Maryam es, como tantas, una víctima siempre y en todo momento, por
desgracia es algo a lo que nos enfrentamos casi a diario, en lugar de ser
acogida, apoyada, defendida por quienes se supone son los suyos, es estigmatizada
por lo sufrido, por su cautiverio, por haber sido violada, por engendrar el
fruto del enemigo, como si tuviera opción de negarse, como si hubiese podido
impedirlo, como si inmolarse fuese la única solución, los mártires o que así
pueden ser considerados son venerados, las víctimas que sobreviven se convierten
en sospechosas, en personas non gratas, en mujeres doblemente mancilladas y
repudiadas. Todo ello ennegrece su corazón, por eso, aunque rebusca en lo más
profundo su instinto maternal, no puede querer a su hija: “Lloro desde lo más profundo de las entrañas. Lloro desde
el rincón en el que debería estar la raíz de mi amor por ella. Babby nunca me
había visto llorar con tanta libertad. Baja el dedo y hunde la cabeza en mi
pecho, el latido de mi corazón es el único santuario que tiene”. Babby nos
golpea, nos hiere, nos aflige, víctima inocente en todas las acepciones de la
palabra, demasiados niños en el mundo condenados desde la cuna (o el jergón o
el suelo), esos niños con los ojos demasiado tristes de Primera memoria de
la gran Ana María Matute, bebés como Babby cuyos suspiros son “tan
lastimeros, tan tristes, como [los de] una anciana quejumbrosa”. Con
qué tiento y prudencia, con qué talento escoge las palabras Edna O´Brien,
empleando las justas, sin entretenerse, sin recrearse, yendo a la médula, barrenando
al lector sin alterar el tono, con pleno conocimiento de su oficio, con templanza
propia de una gigante de las letras, alguien que sólo necesita decir que Nigeria
es “un país de belleza que se ha convertido en un lugar de congoja”
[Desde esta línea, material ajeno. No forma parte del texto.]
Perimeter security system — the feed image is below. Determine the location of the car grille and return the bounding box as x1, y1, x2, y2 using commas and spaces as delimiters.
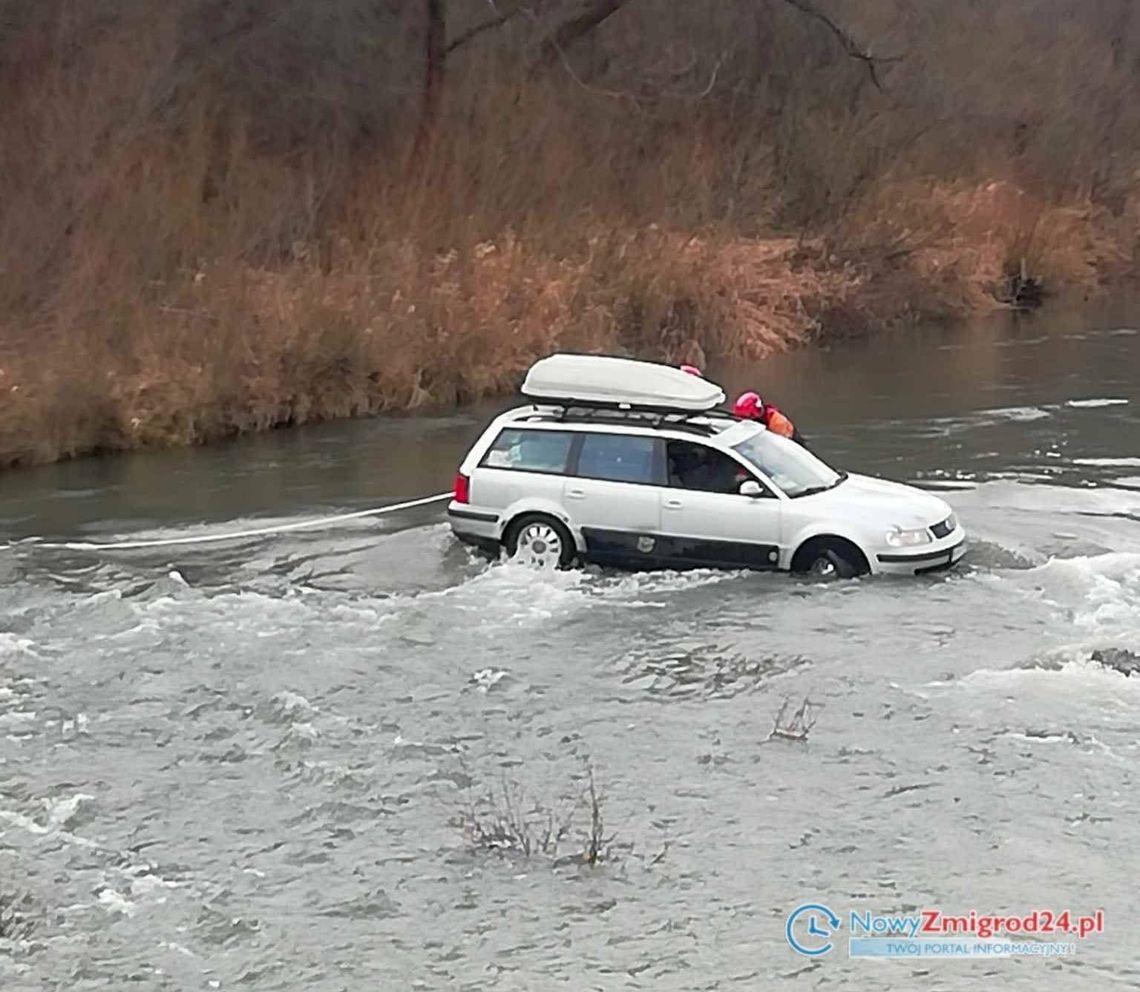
930, 513, 958, 540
donde hay “niebla por todas partes, en el cielo, en el ambiente y en nuestro
entumecido ser” y se come un bizcocho “de tres colores: amarillo, marrón
y verde. Pan de funeral”. Por ello, y por otras muchas cosas más, no puede
extrañarnos (pero debería conmovernos y algo más, no basta con sentirlo:
actuemos, no justifiquemos nuestra inactividad con aquello de que no sirve para
nada, uno es mejor que ninguno), no nos parece insólito, decía, que en un
momento dado la protagonista piense (y nos llega como un grito): “¿Conoceré
alguna vez el idioma del amor? ¿Volveré a saber alguna vez lo que es un hogar?”.